Finance and the ESG Imperative
Capital flows are increasingly restructuring the incentive architecture. The Poseidon Principles, signed by over 30 major maritime lenders representing more than $250 billion in shipping finance, commit signatories to aligning their loan portfolios with the IMO’s decarbonisation trajectory. Banks including Citi, Société Générale, and DNB now require borrowers to disclose and improve the climate alignment of their fleets, with non-compliant vessels facing potential financing restrictions or higher borrowing costs.
The European Union’s extension of the Emissions Trading System (EU ETS) to maritime transport from 2024 adds a direct carbon price to voyages into, out of, and within EU ports. Ships must surrender ETS allowances (EUAs) for 50% of emissions on extra-EU voyages and 100% on intra-EU voyages, with the share rising over time. This creates a quantifiable financial penalty for carbon-intensive operations and directly improves the economics of alternative fuels.
The Road — or Sea — Ahead
Shipping’s decarbonisation is neither simple nor cheap. The Energy Transitions Commission estimates the additional investment required to decarbonise shipping by 2050 at roughly $1–1.4 trillion, predominantly in fuel production, bunkering infrastructure, and newbuild vessels. For an industry that operates on thin margins and 25-year asset lifetimes, the transition demands unprecedented coordination between shipowners, charterers, fuel producers, port authorities, and regulators.

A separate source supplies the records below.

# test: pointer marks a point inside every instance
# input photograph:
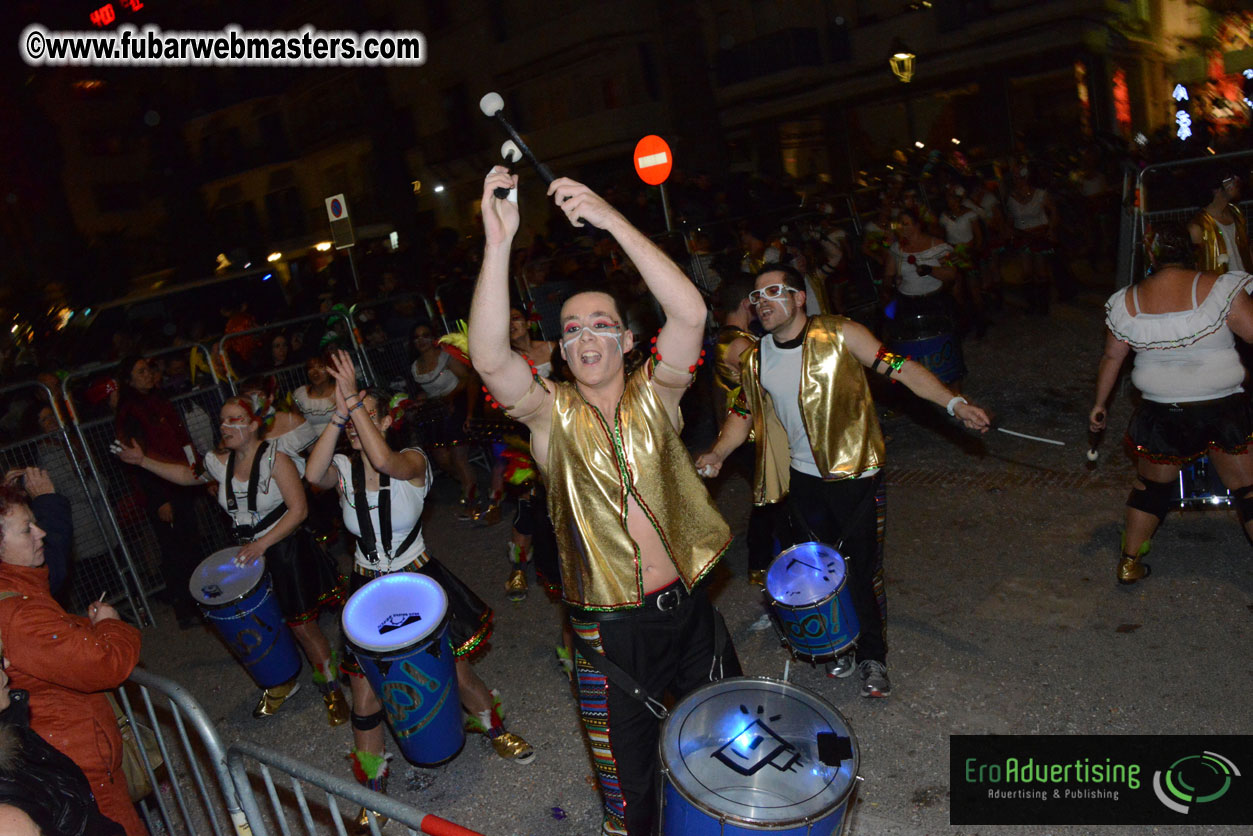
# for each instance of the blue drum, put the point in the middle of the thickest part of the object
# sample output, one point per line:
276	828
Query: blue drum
748	755
1199	486
397	627
810	594
239	604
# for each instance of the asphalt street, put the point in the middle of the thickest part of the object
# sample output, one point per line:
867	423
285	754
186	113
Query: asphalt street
1004	616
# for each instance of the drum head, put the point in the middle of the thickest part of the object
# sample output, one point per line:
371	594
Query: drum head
805	574
394	612
218	580
759	752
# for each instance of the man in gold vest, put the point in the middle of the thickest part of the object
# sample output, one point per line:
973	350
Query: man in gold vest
637	532
1219	232
818	444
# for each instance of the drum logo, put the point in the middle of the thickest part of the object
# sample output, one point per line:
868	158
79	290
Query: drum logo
758	746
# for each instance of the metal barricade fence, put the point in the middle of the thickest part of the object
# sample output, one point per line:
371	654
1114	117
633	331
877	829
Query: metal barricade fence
291	377
1160	203
320	820
390	360
193	792
115	481
98	563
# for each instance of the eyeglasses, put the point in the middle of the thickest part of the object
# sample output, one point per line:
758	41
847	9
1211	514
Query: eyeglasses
771	292
605	329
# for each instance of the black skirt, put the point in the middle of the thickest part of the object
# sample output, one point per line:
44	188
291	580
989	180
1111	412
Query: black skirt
1177	434
303	575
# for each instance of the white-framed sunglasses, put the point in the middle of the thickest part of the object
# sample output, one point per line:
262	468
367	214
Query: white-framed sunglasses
771	293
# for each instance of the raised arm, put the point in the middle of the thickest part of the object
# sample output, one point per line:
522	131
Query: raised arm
916	377
504	372
681	337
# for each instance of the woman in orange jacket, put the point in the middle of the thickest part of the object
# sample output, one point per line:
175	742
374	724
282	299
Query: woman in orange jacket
65	662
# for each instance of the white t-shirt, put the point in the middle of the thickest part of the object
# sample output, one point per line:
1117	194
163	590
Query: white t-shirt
781	377
268	496
406	514
1233	251
439	381
316	410
912	282
1183	355
960	229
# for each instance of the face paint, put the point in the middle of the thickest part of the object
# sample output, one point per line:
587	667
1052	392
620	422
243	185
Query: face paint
608	330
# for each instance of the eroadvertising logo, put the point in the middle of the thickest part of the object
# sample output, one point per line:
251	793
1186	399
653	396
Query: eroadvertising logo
1100	780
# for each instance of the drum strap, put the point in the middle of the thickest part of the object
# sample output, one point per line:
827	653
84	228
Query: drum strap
247	532
627	683
367	540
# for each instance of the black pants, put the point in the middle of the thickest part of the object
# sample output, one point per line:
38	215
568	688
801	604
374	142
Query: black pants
830	510
178	544
664	652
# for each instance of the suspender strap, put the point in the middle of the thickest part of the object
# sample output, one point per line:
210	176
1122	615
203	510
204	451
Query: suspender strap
619	677
253	479
367	540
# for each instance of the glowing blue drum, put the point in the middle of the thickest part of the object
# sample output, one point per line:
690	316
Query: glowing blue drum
810	594
239	604
397	627
1199	485
748	755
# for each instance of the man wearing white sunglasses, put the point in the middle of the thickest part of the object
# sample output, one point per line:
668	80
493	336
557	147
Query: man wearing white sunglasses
637	532
818	443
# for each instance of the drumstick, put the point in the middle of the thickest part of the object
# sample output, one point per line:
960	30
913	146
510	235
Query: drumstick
1030	438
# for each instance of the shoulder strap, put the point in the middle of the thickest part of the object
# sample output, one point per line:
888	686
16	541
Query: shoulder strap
232	505
254	475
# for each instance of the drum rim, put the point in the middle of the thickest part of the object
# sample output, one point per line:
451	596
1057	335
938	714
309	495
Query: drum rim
843	582
265	573
723	816
432	633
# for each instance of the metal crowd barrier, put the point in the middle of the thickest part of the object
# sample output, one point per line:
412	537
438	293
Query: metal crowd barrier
1149	208
335	788
100	562
202	786
115	481
193	787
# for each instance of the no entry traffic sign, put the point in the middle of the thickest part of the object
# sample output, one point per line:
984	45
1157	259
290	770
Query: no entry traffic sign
653	159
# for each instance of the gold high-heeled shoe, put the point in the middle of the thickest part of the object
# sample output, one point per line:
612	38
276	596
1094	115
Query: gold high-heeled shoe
273	698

Yet the direction is irreversible. The combination of tightening IMO regulations, the EU ETS, growing cargo-owner ESG requirements, and the accelerating economics of green fuels means the age of cheap, dirty bunker fuel is drawing to a close — perhaps faster than many expected.
The sea doesn’t change. But the ships sailing it are beginning to.
References: IMO GHG Strategy 2023; MARPOL Annex VI; DNV Energy Transition Outlook 2023; Maersk Sustainability Report 2023; BAR Technologies WindWings Sea Trial Data 2024; Poseidon Principles Framework; EU ETS Maritime Regulation 2023; UNCTAD Review of Maritime Transport 2023.